Describing Perspectives of Health Care Professionals on Active Surveillance for the Management of Prostate Cancer - Beyond the Abstract

When diagnosed with low-risk prostate cancer, men are involved in the decision about active surveillance as an option for disease management. They are asked to learn about the disease and different treatment options during a time of distress and to embark on a course of action that may counter their expectations. We investigated how men made their decisions and interrogated their conversations with physicians about their choices. We sought to understand how clinicians approached these conversations since the practice involving discussions about active surveillance is not yet defined and is still developing. These conversations are critical for helping men to understand the situation and the emerging evidence, and to facilitate an informed decision about active surveillance.

This article reports on a series of 5 focus groups with healthcare practitioners, exploring their perspectives about active surveillance. The sessions were held in several hospitals that specialize in the treatment of prostate cancer and included 48 physicians who provided care to men with low-risk prostate cancer and engaged in conversations with the men and their families about active surveillance We explored their practice approaches regarding active surveillance, how they proceeded with conversations, and what they saw as barriers and facilitators to men’s decision-making for active surveillance. The sessions were audiotaped and subjected to a conventional content analysis.

Overall the practitioners supported active surveillance as an appropriate course of action for men with low-risk prostate cancer. They saw the benefits of postponing interventional treatment unless there was a pressing reason for pursuing it. Practitioners acknowledged the challenges in explaining all the necessary details regarding active surveillance as well as other treatment options, especially in a busy clinical setting and at a time when patients were distressed. They found that men were accepting of active surveillance once they had learned about the potential for avoiding interventional side effects and their own low risk.
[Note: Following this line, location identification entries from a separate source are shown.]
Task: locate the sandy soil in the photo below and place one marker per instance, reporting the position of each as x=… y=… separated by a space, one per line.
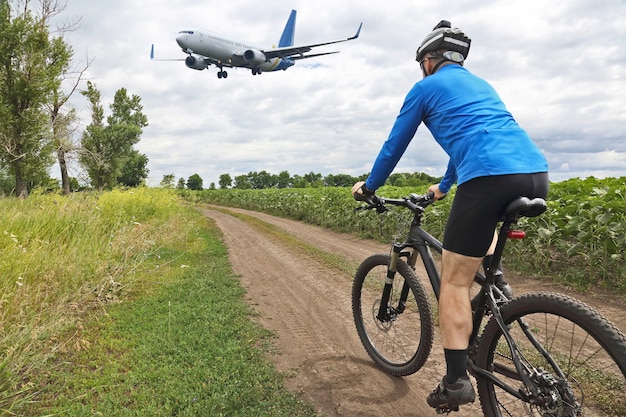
x=308 y=306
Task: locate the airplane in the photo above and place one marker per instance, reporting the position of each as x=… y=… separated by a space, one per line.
x=205 y=48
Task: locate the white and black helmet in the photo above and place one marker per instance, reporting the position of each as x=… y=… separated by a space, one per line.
x=444 y=37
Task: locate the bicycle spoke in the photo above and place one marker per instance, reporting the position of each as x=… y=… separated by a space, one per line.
x=593 y=382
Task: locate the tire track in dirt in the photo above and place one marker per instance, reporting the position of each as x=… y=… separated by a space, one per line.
x=308 y=306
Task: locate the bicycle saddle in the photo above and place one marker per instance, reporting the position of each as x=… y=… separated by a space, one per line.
x=525 y=207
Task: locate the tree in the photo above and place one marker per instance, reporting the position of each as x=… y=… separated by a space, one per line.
x=168 y=181
x=134 y=171
x=225 y=181
x=242 y=182
x=31 y=63
x=107 y=148
x=284 y=180
x=194 y=182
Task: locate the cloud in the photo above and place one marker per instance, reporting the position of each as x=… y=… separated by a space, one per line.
x=558 y=67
Of note, practitioners did not utilize standardized ways of assessing men’s learning, preferences, distress levels or quality of life, yet all of these factors were taken into account by the patients in their decision-making. We also noted that there were few standardized approaches to patient education.

Practitioners themselves expressed concerns about the rapidly evolving and non-standardized guidelines for patient follow-up. They pointed out the need for better tools to identify which patients were best suited for active surveillance in both the short and long term.  Specialists and general practitioners also expressed concerns about their specific roles in patient care and support. These insights highlighted areas for better communication and education for greater uptake of active surveillance and improved person-centered care.